Ordinal data: Ordinal data is distinguished by the fact that there is some kind of natural order between elements but no indication of the relative size difference. Any kind of data that is possible to rank in order but not give exact values to is ordinal. For example, low < medium < high describes data that is ordered with three levels.
In market research, it’s very common to use a five-point scale to measure perceptions: strongly disagree < disagree < neutral < agree < strongly agree. This is also an example of ordinal data.
Another example is the use of the names of colors to indicate order, such as red < amber < green to indicate project status.

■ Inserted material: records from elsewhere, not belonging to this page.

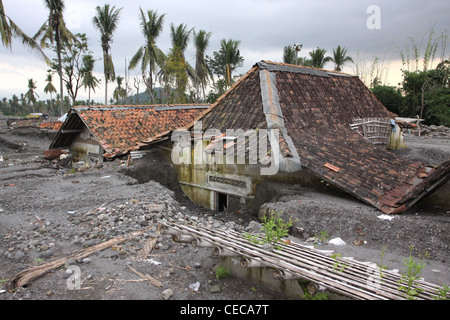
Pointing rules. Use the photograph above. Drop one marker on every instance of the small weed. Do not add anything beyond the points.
(381, 266)
(442, 294)
(322, 237)
(274, 229)
(222, 273)
(408, 283)
(316, 296)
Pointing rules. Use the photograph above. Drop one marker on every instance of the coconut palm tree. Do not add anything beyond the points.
(149, 55)
(340, 58)
(119, 92)
(55, 31)
(202, 71)
(318, 58)
(30, 95)
(106, 22)
(289, 55)
(180, 36)
(90, 82)
(8, 30)
(50, 88)
(231, 58)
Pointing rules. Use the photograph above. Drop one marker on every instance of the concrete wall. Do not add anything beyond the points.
(85, 146)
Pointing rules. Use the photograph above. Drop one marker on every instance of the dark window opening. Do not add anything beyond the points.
(222, 202)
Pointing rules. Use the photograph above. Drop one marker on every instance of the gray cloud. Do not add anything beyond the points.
(264, 27)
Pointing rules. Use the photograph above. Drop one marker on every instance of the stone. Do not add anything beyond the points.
(167, 294)
(215, 288)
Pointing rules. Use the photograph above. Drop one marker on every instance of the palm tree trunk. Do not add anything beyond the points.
(58, 53)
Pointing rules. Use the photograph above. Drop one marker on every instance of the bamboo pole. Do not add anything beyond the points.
(346, 276)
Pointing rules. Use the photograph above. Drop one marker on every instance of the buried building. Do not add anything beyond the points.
(294, 124)
(109, 131)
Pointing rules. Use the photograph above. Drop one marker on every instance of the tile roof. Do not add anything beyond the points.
(118, 129)
(317, 108)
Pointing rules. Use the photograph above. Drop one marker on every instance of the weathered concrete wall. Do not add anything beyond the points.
(85, 145)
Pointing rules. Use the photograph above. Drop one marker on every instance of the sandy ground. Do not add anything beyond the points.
(48, 213)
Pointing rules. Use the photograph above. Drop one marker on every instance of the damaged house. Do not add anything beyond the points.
(109, 131)
(292, 124)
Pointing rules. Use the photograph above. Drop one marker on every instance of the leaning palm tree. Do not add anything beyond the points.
(30, 95)
(230, 58)
(119, 92)
(149, 55)
(106, 22)
(340, 58)
(180, 36)
(90, 82)
(180, 39)
(55, 31)
(8, 30)
(318, 58)
(50, 89)
(289, 55)
(202, 71)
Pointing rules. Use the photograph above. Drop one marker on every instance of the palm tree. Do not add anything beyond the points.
(318, 58)
(50, 88)
(340, 58)
(119, 92)
(180, 36)
(30, 95)
(231, 58)
(106, 22)
(149, 55)
(180, 39)
(90, 82)
(289, 55)
(202, 72)
(8, 30)
(54, 30)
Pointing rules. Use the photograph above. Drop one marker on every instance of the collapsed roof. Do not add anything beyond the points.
(314, 109)
(118, 129)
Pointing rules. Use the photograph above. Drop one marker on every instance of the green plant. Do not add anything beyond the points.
(316, 296)
(381, 266)
(408, 282)
(274, 228)
(222, 273)
(322, 237)
(2, 282)
(442, 294)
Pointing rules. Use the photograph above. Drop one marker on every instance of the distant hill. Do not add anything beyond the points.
(143, 97)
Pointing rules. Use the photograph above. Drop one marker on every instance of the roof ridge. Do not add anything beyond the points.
(306, 67)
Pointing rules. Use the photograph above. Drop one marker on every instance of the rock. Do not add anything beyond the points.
(167, 294)
(215, 288)
(53, 154)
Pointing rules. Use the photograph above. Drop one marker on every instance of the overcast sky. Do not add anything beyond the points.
(264, 27)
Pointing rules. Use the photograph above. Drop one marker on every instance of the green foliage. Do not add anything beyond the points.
(442, 294)
(222, 273)
(390, 97)
(409, 280)
(274, 228)
(426, 93)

In R, you use ordered factors to describe ordinal data. For more on ordered factors, see the “Working with ordered factors” section, later in this chapter.
Numeric data: You have numeric data when you can describe your data with numbers (for example, length, weight, or count). Numeric data has two subcategories.

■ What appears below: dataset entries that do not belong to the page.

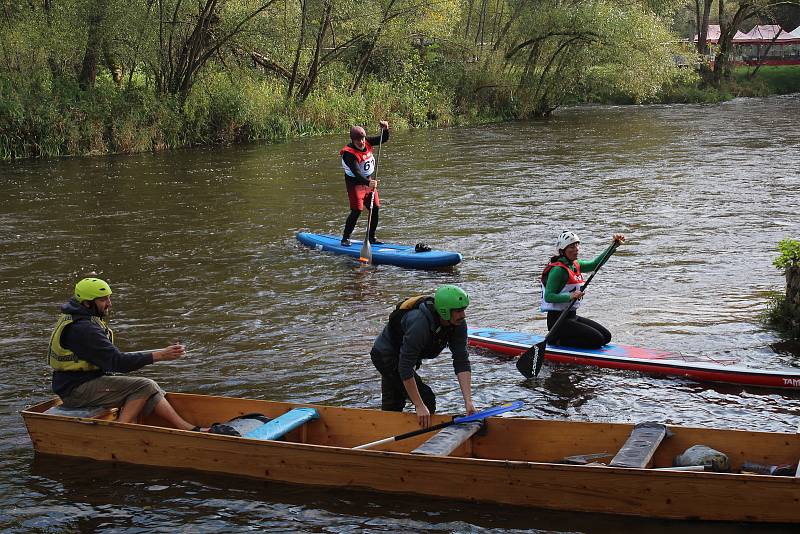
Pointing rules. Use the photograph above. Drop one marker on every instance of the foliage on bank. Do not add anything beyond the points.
(784, 310)
(103, 76)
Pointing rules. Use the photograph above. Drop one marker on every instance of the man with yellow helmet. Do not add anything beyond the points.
(83, 357)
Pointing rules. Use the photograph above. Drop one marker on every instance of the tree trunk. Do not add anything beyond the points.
(793, 297)
(94, 44)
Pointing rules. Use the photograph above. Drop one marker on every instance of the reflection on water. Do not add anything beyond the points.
(199, 245)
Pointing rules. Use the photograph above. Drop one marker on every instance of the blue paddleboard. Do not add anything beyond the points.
(388, 254)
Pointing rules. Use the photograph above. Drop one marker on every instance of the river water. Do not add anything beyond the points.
(199, 245)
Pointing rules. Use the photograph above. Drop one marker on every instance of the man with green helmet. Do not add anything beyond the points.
(419, 329)
(83, 357)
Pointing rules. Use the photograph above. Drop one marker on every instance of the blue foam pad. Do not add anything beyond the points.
(283, 424)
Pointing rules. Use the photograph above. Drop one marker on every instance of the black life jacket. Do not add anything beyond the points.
(442, 334)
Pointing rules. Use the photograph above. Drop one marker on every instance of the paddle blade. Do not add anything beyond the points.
(489, 412)
(365, 256)
(530, 363)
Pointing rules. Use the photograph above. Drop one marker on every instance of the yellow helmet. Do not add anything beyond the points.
(90, 289)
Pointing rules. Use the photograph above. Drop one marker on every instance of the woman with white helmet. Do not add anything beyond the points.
(561, 282)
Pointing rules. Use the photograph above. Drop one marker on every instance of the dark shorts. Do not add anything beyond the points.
(113, 392)
(359, 197)
(393, 393)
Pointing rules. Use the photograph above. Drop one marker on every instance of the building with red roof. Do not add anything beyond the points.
(767, 43)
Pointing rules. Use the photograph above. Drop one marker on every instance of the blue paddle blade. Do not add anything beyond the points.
(483, 414)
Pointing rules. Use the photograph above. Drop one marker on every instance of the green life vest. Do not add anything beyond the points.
(62, 359)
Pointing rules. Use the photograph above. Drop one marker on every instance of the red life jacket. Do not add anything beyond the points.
(365, 161)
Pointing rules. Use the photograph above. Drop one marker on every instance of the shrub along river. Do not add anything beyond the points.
(199, 245)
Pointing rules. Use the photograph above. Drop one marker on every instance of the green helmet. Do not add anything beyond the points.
(448, 298)
(90, 289)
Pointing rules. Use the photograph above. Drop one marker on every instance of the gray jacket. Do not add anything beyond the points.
(423, 338)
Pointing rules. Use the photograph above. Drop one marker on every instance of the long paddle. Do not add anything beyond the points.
(477, 416)
(365, 256)
(530, 363)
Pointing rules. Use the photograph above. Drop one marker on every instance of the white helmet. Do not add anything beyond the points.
(566, 239)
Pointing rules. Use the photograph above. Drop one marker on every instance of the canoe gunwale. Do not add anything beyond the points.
(539, 484)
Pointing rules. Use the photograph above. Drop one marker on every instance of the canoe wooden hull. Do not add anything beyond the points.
(514, 463)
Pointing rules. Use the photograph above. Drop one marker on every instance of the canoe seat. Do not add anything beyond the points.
(282, 424)
(448, 439)
(87, 412)
(638, 450)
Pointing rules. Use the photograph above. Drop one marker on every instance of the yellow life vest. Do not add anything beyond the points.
(62, 359)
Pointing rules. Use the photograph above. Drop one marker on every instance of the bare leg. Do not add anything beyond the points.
(131, 410)
(165, 411)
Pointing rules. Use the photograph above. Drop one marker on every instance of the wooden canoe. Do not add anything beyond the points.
(514, 461)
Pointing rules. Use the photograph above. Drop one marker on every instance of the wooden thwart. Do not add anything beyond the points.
(638, 450)
(448, 439)
(88, 412)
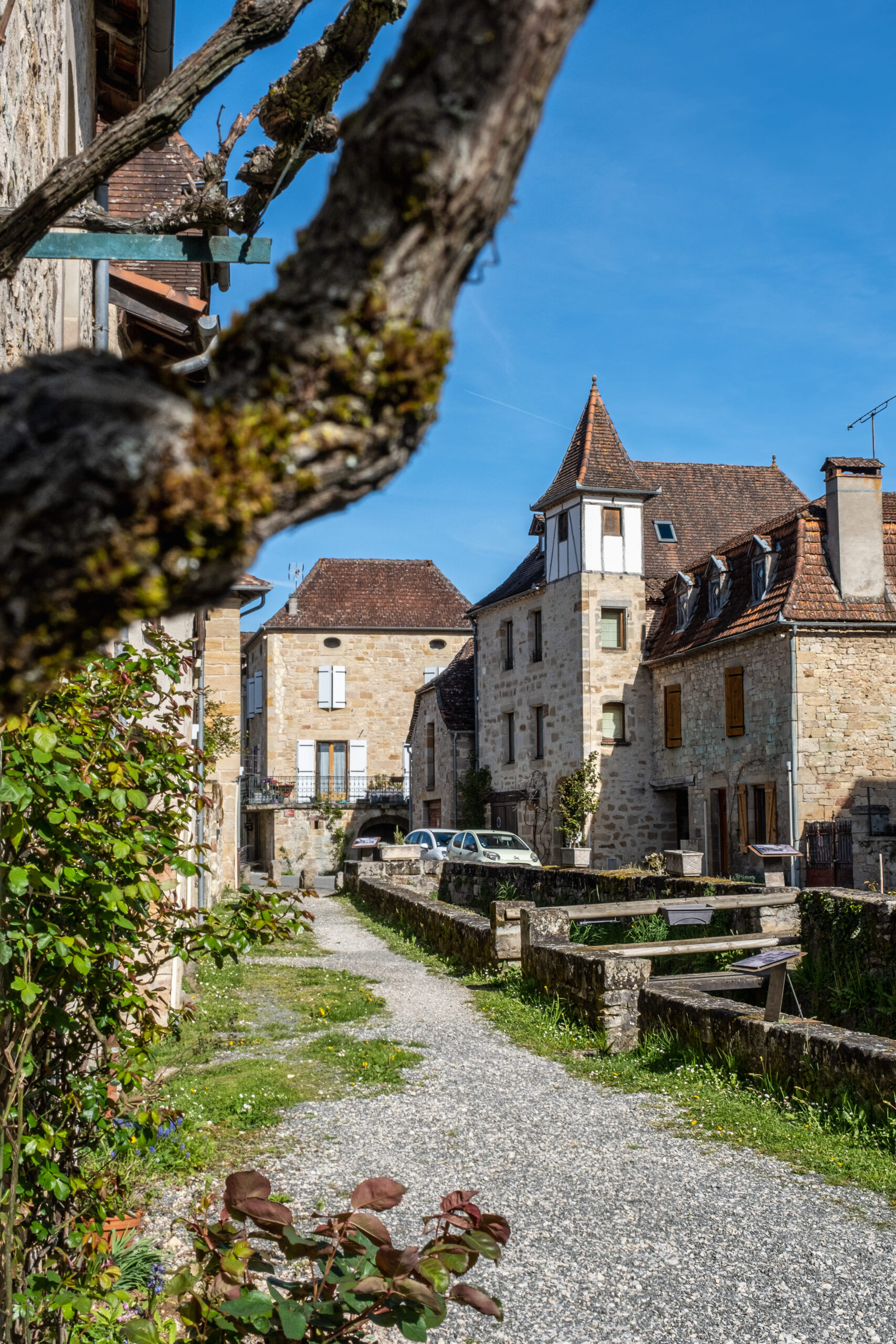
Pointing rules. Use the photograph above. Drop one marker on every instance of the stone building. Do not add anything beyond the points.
(562, 644)
(442, 738)
(66, 70)
(328, 692)
(774, 685)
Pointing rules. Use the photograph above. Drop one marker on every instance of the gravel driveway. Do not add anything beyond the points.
(621, 1232)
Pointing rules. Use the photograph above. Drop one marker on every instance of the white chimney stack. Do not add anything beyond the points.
(853, 494)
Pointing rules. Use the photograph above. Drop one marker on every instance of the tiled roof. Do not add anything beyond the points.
(524, 579)
(707, 503)
(803, 588)
(374, 596)
(455, 694)
(596, 459)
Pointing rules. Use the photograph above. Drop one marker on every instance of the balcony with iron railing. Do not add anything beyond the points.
(307, 790)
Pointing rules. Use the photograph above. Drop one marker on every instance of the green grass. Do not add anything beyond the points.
(837, 1139)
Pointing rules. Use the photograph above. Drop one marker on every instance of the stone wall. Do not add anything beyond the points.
(455, 933)
(601, 990)
(455, 753)
(710, 760)
(806, 1054)
(476, 887)
(49, 304)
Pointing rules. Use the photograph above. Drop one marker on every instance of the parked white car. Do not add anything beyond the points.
(433, 843)
(491, 847)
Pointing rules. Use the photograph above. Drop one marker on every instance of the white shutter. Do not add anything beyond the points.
(304, 772)
(339, 689)
(358, 769)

• Interval scaled data: You have interval scaled data when the interval between adjacent units of measurement is the same, but the zero point is arbitrary. An everyday example of interval scaled data is our calendar system. Each year has the same length, but the zero point is arbitrary. In other words, time didn’t start in the year zero — we simply use a convenient year to start counting. This means you can add and subtract dates (and all other types of interval scaled data), but you can’t meaningfully divide dates. Other examples include longitude, as well as anything else where there can be disagreement about where the starting point is.
Other examples of interval scaled data can be found in social science research such as market research.

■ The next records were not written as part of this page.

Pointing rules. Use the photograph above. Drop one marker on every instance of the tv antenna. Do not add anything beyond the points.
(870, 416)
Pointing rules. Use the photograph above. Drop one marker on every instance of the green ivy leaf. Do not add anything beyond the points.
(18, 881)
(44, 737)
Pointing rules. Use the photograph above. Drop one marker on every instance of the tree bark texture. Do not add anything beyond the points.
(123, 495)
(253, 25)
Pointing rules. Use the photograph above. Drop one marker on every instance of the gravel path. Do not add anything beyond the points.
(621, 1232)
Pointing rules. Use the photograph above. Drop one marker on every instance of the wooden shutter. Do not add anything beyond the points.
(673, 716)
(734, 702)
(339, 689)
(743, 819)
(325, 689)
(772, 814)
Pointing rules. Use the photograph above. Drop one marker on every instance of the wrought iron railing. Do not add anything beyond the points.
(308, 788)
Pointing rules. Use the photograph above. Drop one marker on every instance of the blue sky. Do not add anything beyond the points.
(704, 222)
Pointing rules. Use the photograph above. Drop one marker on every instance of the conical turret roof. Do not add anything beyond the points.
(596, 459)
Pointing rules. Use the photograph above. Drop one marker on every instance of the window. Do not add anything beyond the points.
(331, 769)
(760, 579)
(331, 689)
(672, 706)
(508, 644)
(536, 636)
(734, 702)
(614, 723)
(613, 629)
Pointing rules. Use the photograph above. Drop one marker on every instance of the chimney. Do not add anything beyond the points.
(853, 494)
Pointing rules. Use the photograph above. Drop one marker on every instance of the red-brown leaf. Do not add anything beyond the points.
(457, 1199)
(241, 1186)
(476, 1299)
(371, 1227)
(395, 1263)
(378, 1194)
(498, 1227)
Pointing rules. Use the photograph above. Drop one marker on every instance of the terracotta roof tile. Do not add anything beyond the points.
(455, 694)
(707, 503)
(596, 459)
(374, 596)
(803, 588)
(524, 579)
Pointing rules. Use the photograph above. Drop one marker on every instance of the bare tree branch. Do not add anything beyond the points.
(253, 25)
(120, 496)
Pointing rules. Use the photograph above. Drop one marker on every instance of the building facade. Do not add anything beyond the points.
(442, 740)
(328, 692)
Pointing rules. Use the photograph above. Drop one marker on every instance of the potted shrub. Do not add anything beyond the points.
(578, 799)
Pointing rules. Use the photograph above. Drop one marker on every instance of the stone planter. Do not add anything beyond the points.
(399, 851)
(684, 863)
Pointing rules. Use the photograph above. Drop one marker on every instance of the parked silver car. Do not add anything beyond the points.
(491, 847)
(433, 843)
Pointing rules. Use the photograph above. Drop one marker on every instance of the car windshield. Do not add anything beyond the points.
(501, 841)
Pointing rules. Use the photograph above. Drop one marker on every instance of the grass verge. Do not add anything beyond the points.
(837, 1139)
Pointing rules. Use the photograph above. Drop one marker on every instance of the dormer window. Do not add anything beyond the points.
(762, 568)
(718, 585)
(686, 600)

In R you can use integer or numeric objects to represent interval scaled data.
• Ratio scaled data: This is data where all kinds of mathematical operations are allowed, in particular the ability to multiply and divide (in other words, take ratios). Most data in physical sciences are ratio scaled — for example, length, mass, and speed. In R, you use numeric objects to represent ratio scaled data.
Working with ordered factors
Sometimes data has some kind of natural order in which some elements are in some sense “better” or “worse” than other elements, but at the same time it’s impossible to ascribe a meaningful value to these. An example is any situation where project status is described as low, medium, or high. A similar example is a traffic light that can be red, yellow, or green.
The name for this type of data, where rank ordering is important is ordinal data. In R, there is a special data type for ordinal data. This type is called ordered factors and is an extension of factors that you’re already familiar with.
To create an ordered factor in R, you have two options:
Use the factor()
function with the argument ordered=TRUE
.
Use the ordered()
function.
Say you want to represent the status of five projects. Each project has a status of low, medium, or high:
> status <- c(“Lo”, “Hi”, “Med”, “Med”, “Hi”)
Now create an ordered factor with this status data:
> ordered.status <- factor(status, levels=c(“Lo”, “Med”, “Hi”), ordered=TRUE)
> ordered.status
[1] Lo Hi Med Med Hi
Levels: Lo < Med < Hi
> table(status)
status
Hi Lo Med
2 1 2
Notice that the results are ordered alphabetically. However, the results of performing the same function on the ordered factor yields results that are easier to interpret because they’re now sorted in the order Lo, Med, Hi:
> table(ordered.status)
ordered.status
Lo Med Hi
1 2 2
R preserves the ordering information inherent in ordered factors. In Part V, you see how this becomes an essential tool to gain control over the appearance of bar charts.
Also, in statistical modeling, R applies the appropriate statistical transformation (of contrasts) when you have factors or ordered factors in your model. In Chapter 15, you do some statistical modeling with categorical variables.